This paper will serve as a defensive complement and bridge between the papers on working with administration to create an assessment narrative and on how to improve pedagogy. It will also highlight some of the issues raised in the past, present and future of Student Evaluations of Teaching (SETs) that heads the panel that relate to protecting instructors in relation administration, students as well as themselves. 

Student evaluations are a significant part of assessing the performance of a teacher, despite known problems.  Students in a consumer mindset may have a skewed sense of what they think works for them, be it a teacher not respecting their learning style (learning styles debunked e.g. Riner and Willingham 2010; students faith in learning styles Newton and Miah 2017), not being kind enough (Bassi 2019), not ‘professional’ enough (Spooren 2010) or frequently not white or male enough (Williams 2007, Peterson 2019, Chaves and Mitchell 2020).  When SETs aren’t mandatory, it skews the evaluations to rants and raves, and students anticipating low grades tend to deliver low evaluations (Ewing 2012, Zabaleta 2007).
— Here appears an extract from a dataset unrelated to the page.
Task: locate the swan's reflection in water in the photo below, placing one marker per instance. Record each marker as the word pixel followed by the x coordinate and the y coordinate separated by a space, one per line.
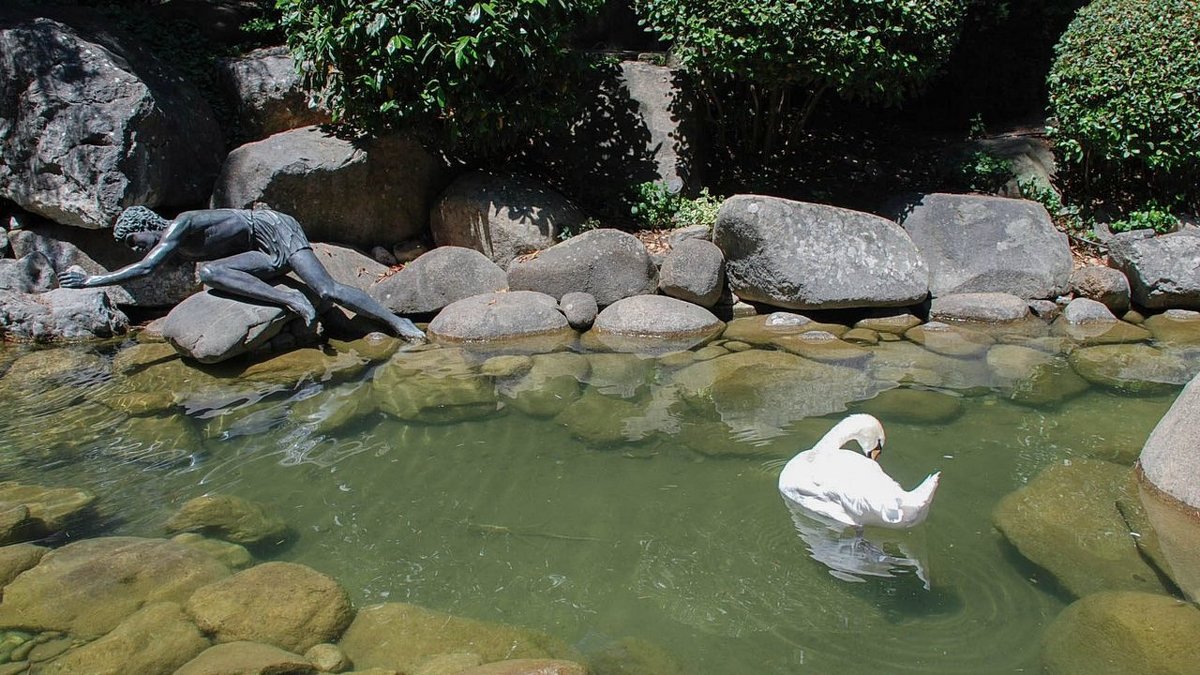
pixel 851 556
Even though SETs do not connect to student learning (Uttl, White, Gonzalez 2017), and it is a known problem to use student evaluations for promotion and tenure decisions, SETs persist as a common tool (Huston 2006, Gourley 2019, Reinsch, Goltz and Hietapelto 2020). At many institutions having a flawed system producing dubious results is the only game in town, especially with falling enrollments caused by falling birthrates.  The first portion of this paper will present practical techniques to protect against unfair criticism when dealing with administrators. Through some note keeping and enlisting colleagues merely as archivists, some of the potential problems coming from above may be mitigated.

The middle portion of the paper will present techniques for moderating and mitigating potential problems mid-semester.  Creating multi-factor midterm evaluations specific to an instructor and to a class gives insight into potential concerns and serves as a safety valve so students believe that their voices matter.  Coupled with explicit delineation of pedagogical philosophies and techniques — letting the students see the ‘man behind the curtain’ — midterm evaluations can defuse tensions and humanize a professor to students, and shape the delivery of content to the class. By lancing pedagogical boils early, unmerited criticisms are at best diminished, or at worst, hedged against by the techniques brought up in the first third of the paper.

Finally, considering how infrequently the baleful eye of an administrative Sauron actually acts upon our lives as teachers, the third portion of the paper will address the wicked gnomes with eidetic memory who live inside us and in the wee hours of the night whisper recollections of our pedagogical infelicities. It is a psychological truism that negative emotions enhance recollection of details (Kensinger 2009). As such, even the most blatantly inappropriate narrative comment may sometimes be recalled verbatim (cf. the paper title).  It may be tempting to merely dispose of all the criticism (Gourley and Madonia 2021). Nonetheless, just because someone is a jerk doesn’t necessarily mean they are wrong. To paraphrase Pliny the Elder (Pl. Ep. 3.5.10), there is no evaluation so bad there is not some good in it. We will address sifting fair from unfair evaluations, growing in our pedagogy where appropriate, thickening our skin where not.